Outra absorção de tecnologia já concluída pelo Farmanguinhos é a do antirretroviral Duplivir, para pessoas que vivem com HIV/Aids e que reúne, em um único comprimido, dois princípios ativos: Lamivudina+Tenofovir. Viabilizado por uma PDP entre o Instituto e a Blanver, o Duplivir já teve a produção dos lotes-piloto concluída. Assim que Anvisa autorizar, a produção em larga escala pode começar atender as demandas do Ministério da Saúde. “A previsão é de que isso ocorra até agosto”, diz Mendonça.
O Farmanguinhos ainda desenvolve vários outros antivirais e antirretrovirais, um imunossupressor, um antineoplásico e diversos outros medicamentos. “Vale ressaltar que a elaboração das parcerias é baseada na lista de produtos estratégicos para o SUS, definida pelo Ministério da Saúde”, afirma Mendonça.

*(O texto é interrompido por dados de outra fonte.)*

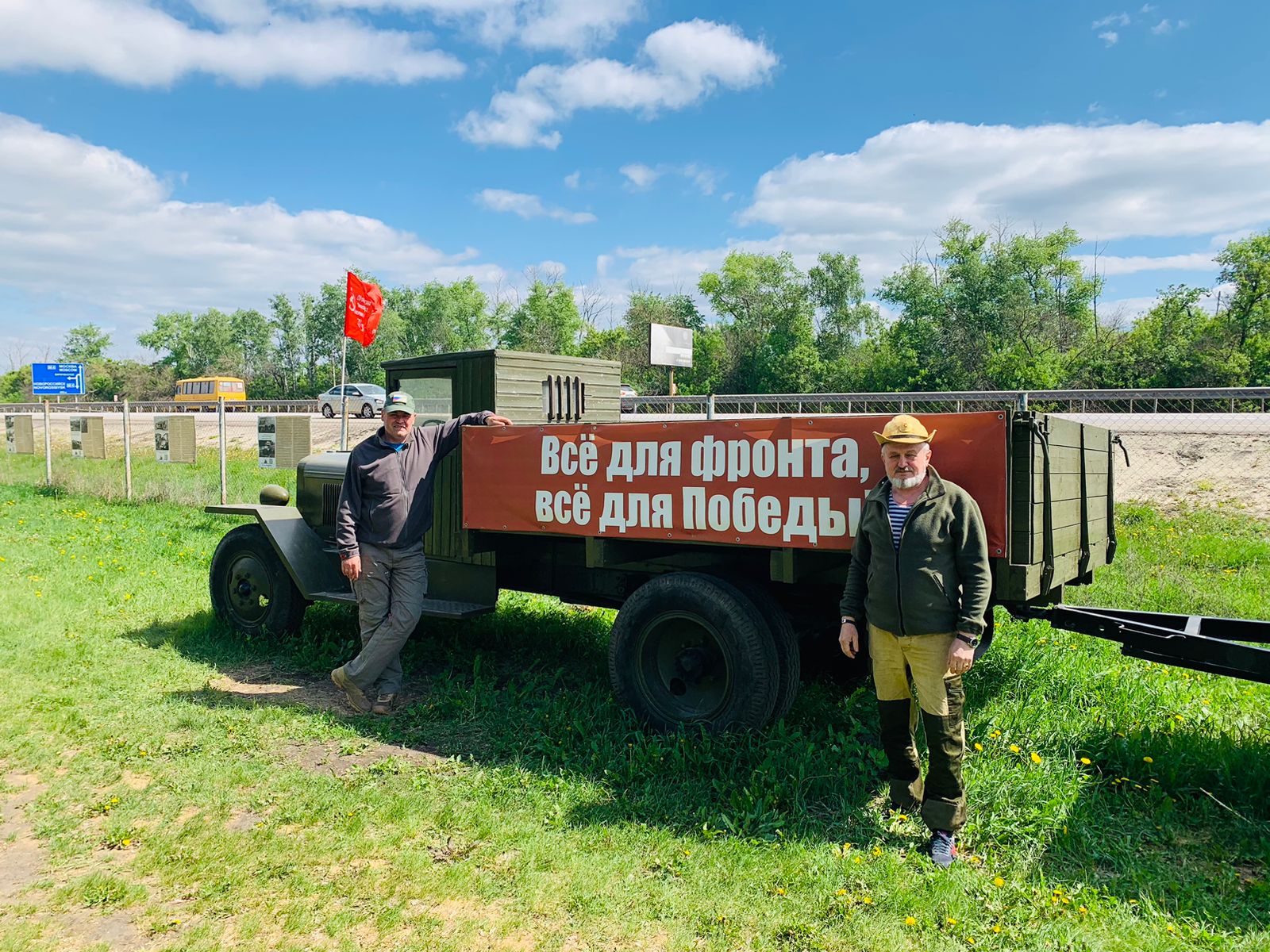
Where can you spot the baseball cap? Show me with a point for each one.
(399, 403)
(903, 429)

Outro instituto público que participa de PDPs é o Butantan, de São Paulo. Trabalha atualmente em nove delas: três para vacinas e seis para anticorpos monoclonais, usados em tratamentos de câncer e outras doenças. Os projetos para anticorpos monoclonais têm a Libbs com parceira e prazos de conclusão previstos para 2024, 2027, da Fiocruz: 2028,2029 e 2033. Já no caso das vacinas, há duas de parceiras diferentes trabalhando prazo com o Butantan. A britânica GlaxoSmithKline (GSK) é uma delas na PDP da vacina tríplice acelular dTPa para a prevenção da infecção de difteria, tétano e coqueluche em adolescentes e adultos.

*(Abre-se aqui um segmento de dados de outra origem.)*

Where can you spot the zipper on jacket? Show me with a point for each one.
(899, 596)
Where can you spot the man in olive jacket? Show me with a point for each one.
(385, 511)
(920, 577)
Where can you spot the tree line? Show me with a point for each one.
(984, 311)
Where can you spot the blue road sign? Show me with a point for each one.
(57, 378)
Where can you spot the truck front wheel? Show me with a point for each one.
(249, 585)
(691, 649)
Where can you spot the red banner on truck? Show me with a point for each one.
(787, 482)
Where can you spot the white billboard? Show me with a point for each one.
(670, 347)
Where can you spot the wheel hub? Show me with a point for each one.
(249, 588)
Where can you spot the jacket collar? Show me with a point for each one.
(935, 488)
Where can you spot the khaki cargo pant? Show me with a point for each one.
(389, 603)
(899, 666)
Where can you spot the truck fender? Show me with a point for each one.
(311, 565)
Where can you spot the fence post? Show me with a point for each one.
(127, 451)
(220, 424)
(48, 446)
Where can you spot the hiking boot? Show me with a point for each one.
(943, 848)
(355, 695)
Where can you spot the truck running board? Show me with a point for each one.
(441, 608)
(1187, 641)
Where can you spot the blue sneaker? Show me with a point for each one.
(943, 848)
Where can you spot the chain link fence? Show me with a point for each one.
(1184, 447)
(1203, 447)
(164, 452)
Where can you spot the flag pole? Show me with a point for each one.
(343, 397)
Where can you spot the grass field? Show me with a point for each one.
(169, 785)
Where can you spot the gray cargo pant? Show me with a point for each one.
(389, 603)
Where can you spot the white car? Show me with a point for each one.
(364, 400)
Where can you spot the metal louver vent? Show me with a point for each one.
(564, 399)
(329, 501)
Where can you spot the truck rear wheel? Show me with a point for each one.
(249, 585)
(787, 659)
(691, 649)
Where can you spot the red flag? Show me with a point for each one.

Para os estudos clínicos, a multinacional está entrando com um aporte de US$ 30 milhões, enquanto a Fundação Butantan contribui com R$ 40 milhões. A previsão de conclusão é 2024.
A multinacional Merck (MSD) é parceira do Butantan em outras duas PDPs. Uma delas vai produzir a vacina adsorvida HPV, para a prevenção da infecção do papilomavírus humano tipos 6,11,16 e 18. A conclusão está prevista para 2023. A outra PDP, que também será concluída em 2023, é dedicada à vacina adsorvida hepatite A, inativada, para evitar a infecção do vírus da hepatite A infantil.
Fonte: Valor Econômico – Setorial Saúde.